Of envy and deadly sins

Jheronimus Bosch Table of the Mortal Sins (Invidia)2

Not surprisingly I watched Verdi's Aida yesterday from Metropolitan opera. Seen it many times, and now just enjoying the  best of the music and following Verdi's way to create drama till the thrilling end. He is pessimist: he does not believe anything else but negative, tragic ends. As the final end came, I learned that he probably tried to hint the double-standards of magnificent religious masses. In this case, in ancient Egypt, with all its luxury and grandeur, in the same time with cruel execution of politically "wrong" love.  Perhaps it tried to point out that where there is  discuss of ethics and morals, there are also hidden black motives and cruelty.
After opera, it came to my mind that I would like to say something about envy and its motives in human life. Envy: feeling nobody wants to feel, but all do. We want much in this life: in our life we are constantly looking for something more in any field.  Who wants to end constant consuming, constant thriving for  intellectual understanding, and to be socially more and more liked? Even with consuming there are serious threats, we cannot stop it.  As if we cannot live  without feeling that we are highly evaluated if we only have more and more of anything.

Envy is tricky feeling, as it informs as - if we want to listen it - that  we do not have something somebody else has, and we feel inferior because of that. We desperately think that if I have the same thing as another person, we could be as appreciated and valued as s/he.  Envy makes us to feel as weak, inferior, not so special as somebody else.  Why has another person invited that big idea? She is not that clever that she is worth of it!  No, she is not that good in anything that she can has it! I want it! It was me who actually invited the whole thing, and I want it immediately to me! I can steal it!

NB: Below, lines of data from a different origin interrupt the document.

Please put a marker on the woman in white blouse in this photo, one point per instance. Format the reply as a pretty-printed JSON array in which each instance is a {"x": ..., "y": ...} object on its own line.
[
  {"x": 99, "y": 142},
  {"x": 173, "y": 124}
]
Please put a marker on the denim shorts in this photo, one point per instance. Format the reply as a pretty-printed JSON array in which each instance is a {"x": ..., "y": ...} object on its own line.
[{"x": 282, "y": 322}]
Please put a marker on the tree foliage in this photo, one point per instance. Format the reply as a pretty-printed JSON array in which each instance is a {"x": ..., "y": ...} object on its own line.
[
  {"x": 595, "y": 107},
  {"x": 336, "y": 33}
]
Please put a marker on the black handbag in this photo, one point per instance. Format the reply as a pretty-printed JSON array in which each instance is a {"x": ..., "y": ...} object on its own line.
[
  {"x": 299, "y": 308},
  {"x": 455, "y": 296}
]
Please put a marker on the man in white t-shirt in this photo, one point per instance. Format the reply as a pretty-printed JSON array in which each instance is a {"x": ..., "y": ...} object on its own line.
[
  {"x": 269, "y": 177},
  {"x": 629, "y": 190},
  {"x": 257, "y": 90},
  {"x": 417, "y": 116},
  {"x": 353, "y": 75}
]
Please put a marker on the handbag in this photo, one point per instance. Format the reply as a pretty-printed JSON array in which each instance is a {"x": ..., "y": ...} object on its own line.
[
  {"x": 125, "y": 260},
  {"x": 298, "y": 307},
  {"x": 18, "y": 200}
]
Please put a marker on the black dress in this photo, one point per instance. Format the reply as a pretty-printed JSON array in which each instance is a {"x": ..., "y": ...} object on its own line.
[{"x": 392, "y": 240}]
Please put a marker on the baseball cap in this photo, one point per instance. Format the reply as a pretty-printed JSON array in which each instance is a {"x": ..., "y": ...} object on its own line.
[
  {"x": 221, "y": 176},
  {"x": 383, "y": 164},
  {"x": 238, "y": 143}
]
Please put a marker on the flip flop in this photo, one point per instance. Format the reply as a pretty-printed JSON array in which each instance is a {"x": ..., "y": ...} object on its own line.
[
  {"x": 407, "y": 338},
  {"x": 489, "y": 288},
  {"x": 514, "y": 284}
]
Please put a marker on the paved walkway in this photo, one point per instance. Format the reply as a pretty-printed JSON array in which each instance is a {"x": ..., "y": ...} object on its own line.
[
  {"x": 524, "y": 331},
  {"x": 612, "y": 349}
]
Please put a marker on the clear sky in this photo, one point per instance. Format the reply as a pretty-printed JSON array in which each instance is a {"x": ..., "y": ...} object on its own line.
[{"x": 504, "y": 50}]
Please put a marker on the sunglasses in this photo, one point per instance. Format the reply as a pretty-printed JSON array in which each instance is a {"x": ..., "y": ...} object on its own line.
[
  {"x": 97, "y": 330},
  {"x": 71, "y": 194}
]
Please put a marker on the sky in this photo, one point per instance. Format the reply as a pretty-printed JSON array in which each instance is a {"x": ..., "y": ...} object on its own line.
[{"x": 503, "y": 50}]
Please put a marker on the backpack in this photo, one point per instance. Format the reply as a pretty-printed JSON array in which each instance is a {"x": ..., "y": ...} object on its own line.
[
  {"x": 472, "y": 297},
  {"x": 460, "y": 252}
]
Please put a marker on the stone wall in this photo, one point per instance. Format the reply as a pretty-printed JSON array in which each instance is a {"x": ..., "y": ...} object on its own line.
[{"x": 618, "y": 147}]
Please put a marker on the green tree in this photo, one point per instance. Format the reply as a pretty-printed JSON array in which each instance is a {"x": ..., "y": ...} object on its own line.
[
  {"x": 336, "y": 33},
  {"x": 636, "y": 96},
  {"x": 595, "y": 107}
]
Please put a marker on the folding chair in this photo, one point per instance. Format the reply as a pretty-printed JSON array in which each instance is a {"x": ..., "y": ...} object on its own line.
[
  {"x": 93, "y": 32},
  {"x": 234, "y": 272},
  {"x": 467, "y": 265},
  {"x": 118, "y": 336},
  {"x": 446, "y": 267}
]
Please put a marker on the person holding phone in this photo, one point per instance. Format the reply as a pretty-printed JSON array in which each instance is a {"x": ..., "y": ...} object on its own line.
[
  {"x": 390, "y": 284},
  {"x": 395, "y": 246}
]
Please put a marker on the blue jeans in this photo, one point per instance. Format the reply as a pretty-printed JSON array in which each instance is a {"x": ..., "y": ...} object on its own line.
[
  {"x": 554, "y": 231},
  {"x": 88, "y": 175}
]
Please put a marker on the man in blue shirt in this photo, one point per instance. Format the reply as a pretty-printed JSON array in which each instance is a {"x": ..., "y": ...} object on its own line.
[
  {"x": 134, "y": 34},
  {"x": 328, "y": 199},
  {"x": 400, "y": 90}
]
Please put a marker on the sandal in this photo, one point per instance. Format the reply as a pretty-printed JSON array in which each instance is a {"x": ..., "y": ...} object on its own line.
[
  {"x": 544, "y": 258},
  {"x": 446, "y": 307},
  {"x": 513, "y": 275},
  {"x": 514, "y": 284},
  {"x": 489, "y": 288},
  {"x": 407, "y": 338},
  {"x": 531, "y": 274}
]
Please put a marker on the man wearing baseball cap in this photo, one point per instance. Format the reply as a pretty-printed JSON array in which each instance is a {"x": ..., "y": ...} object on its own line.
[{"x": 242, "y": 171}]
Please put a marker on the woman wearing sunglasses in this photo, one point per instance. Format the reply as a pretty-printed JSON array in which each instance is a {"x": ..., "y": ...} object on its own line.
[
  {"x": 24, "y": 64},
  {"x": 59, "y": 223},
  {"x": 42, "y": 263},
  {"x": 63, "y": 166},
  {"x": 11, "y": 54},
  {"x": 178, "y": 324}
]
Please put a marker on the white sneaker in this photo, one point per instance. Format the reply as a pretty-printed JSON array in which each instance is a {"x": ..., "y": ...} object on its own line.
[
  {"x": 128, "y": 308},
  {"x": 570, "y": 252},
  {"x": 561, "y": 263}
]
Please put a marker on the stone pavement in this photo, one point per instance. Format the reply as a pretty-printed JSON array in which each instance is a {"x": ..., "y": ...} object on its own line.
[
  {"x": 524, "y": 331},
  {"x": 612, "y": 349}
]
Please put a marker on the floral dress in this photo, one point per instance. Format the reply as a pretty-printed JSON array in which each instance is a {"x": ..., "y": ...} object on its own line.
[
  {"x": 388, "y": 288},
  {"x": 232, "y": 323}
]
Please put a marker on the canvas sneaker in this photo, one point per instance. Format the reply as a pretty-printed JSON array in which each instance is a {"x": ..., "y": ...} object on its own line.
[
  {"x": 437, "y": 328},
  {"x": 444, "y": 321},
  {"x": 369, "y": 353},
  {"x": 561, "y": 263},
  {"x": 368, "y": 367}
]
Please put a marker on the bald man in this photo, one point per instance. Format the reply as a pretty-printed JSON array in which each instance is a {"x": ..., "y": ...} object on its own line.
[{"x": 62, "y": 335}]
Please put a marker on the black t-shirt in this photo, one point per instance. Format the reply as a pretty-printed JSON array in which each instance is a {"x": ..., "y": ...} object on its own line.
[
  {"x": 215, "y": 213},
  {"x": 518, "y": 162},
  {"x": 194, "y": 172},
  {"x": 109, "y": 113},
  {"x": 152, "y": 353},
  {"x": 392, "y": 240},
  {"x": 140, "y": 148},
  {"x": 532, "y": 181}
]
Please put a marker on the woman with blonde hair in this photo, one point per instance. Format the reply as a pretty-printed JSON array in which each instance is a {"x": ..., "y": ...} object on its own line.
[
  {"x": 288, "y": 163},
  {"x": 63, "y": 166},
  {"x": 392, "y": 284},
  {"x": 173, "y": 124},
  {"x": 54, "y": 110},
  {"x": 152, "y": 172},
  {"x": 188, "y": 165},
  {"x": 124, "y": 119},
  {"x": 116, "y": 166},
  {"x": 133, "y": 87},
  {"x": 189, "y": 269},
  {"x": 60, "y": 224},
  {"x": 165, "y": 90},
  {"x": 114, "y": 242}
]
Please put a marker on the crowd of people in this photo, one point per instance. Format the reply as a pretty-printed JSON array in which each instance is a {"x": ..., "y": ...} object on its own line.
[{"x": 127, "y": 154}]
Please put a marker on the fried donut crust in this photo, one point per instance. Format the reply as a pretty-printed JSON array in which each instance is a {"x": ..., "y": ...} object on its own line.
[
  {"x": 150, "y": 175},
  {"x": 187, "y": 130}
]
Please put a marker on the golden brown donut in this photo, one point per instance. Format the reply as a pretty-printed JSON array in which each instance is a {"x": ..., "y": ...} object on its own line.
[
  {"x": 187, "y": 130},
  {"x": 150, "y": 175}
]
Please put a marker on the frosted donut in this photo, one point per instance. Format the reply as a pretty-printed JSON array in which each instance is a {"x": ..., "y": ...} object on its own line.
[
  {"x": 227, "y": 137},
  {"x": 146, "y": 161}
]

Envy can be used for good or bad. For evil purposes, if somebody invites something too good and I envy it, I can loan or steal it and use it for my own purposes. It does not matter how the person under the process feels of it: it matters that it is me who is not more feeling weak and inferior without it. I have now the same thing as the another who originally had it: I am good.

Envy can also be used  for positive purposes. There is no need to copy-paste or steal the idea of another. One can create totally new innovation, something potentially independent and original. The feeling of envy can be starting point to create more, not just by imitating another's idea, but trusting on one's own capability to create new. Thus, envy can be very positive feeling, although it is irritating to feel to be inferior.

In itself, understanding one's boundaries in life, to understand that there are limits in everything and in life, is teaching experience. We cannot get everything and things will stay undone in the end of our lives.  We probably and usually do not get everything we want, so we do not get all the envied things to ourselves.  After some time we often forget that we have envied something, and may laugh afterward why we have had been so keen to get something.

How is this connected to wisdom? In important way. Deep self-understanding is mentioned to be one component of wisdom (e.g. in Monika Ardelt's model of wisdom). To accept one's envy and to act and behave ethically with it is possible. To act unethically is also possible. As humans, we have both ways open.